Monday, January 22, 2024

The Architects of AFROFuturism

 





Pauline Elizabeth Hopkins (1859 – August 13, 1930) was a prominent African-American novelistjournalistplaywrighthistorian, and editor. She is considered a pioneer in her use of the romantic novel to explore social and racial themes. Of One Blood: Or, The Hidden Self tells the story of Reuel Briggs, a medical student who does not care about being black or appreciating African history but finds himself in Ethiopia on an archaeological trip.


Thomas Mokopu Mofolo (22 December 1876 – 8 September 1948) is considered to be the greatest Basotho author. He wrote mostly in the Sesotho language, but his most popular book, Chaka, has been translated into English and other languages.

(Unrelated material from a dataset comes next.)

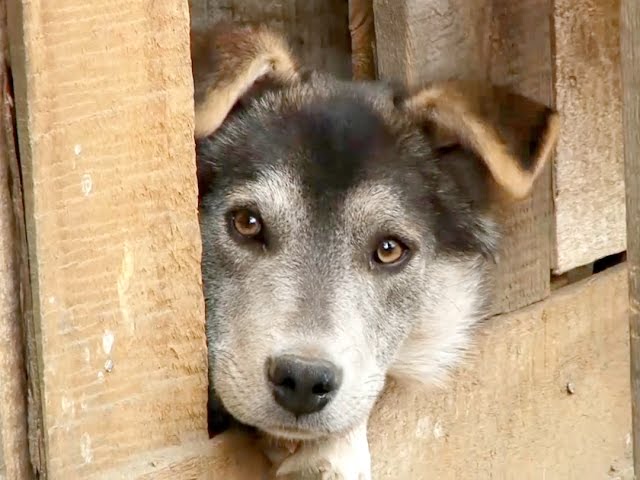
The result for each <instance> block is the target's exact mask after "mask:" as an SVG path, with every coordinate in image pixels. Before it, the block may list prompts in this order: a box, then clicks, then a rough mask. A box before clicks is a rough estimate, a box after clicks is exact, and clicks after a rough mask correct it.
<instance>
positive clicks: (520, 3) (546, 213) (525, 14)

Martin Robison Delany (May 6, 1812 – January 24, 1885) was an African-American abolitionist, journalist, physician, and writer, arguably the first proponent of American black nationalism. He was one of the first three blacks admitted to Harvard Medical School. He became the first African-American field officer in the United States Army during the American Civil War. Trained as an assistant and a physician, he treated patients during the cholera epidemics of 1833 and 1854 in Pittsburgh, when many doctors and residents fled the city.

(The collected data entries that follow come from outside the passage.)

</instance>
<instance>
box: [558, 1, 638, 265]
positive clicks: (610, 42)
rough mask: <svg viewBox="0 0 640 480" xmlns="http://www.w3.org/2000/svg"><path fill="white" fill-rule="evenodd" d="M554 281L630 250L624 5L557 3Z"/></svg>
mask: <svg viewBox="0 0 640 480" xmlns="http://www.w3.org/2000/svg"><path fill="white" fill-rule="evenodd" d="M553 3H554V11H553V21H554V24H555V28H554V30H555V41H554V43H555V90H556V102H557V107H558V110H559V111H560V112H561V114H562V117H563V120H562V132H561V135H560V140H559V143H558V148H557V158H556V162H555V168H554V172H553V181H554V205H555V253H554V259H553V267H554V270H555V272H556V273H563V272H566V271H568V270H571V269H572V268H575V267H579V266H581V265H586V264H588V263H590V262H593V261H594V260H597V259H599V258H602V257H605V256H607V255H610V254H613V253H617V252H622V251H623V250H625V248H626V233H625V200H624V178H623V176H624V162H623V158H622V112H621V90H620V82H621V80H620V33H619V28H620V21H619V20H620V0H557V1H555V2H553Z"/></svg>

Sutton Elbert Griggs (June 19, 1872 - January 2, 1933) was an African-American author, Baptist minister, and social activist. He is best known for his novel Imperium in Imperio, a utopian work that envisions a separate African-American state within the United States.




Charles Waddell Chesnutt (June 20, 1858 – November 15, 1932) was an Afrcan-American author, essayist, political activist and lawyer, best known for his novels and short stories exploring complex issues of racial and social identity in the post-Civil War South.





George Samuel Schuyler (February 25, 1895 – August 31, 1977) was an African-American author, journalist and social commentator known for his conservative views. Between 1936 and 1938 he published in the Pittsburgh Courier a weekly serial, which he later collected and published as a novel entitled Black Empire. Schuyler also published the highly controversial book Slaves Today: A Story of Liberia, a novel about the slave trade created by freed American slaves who settled Liberia in the 1820s.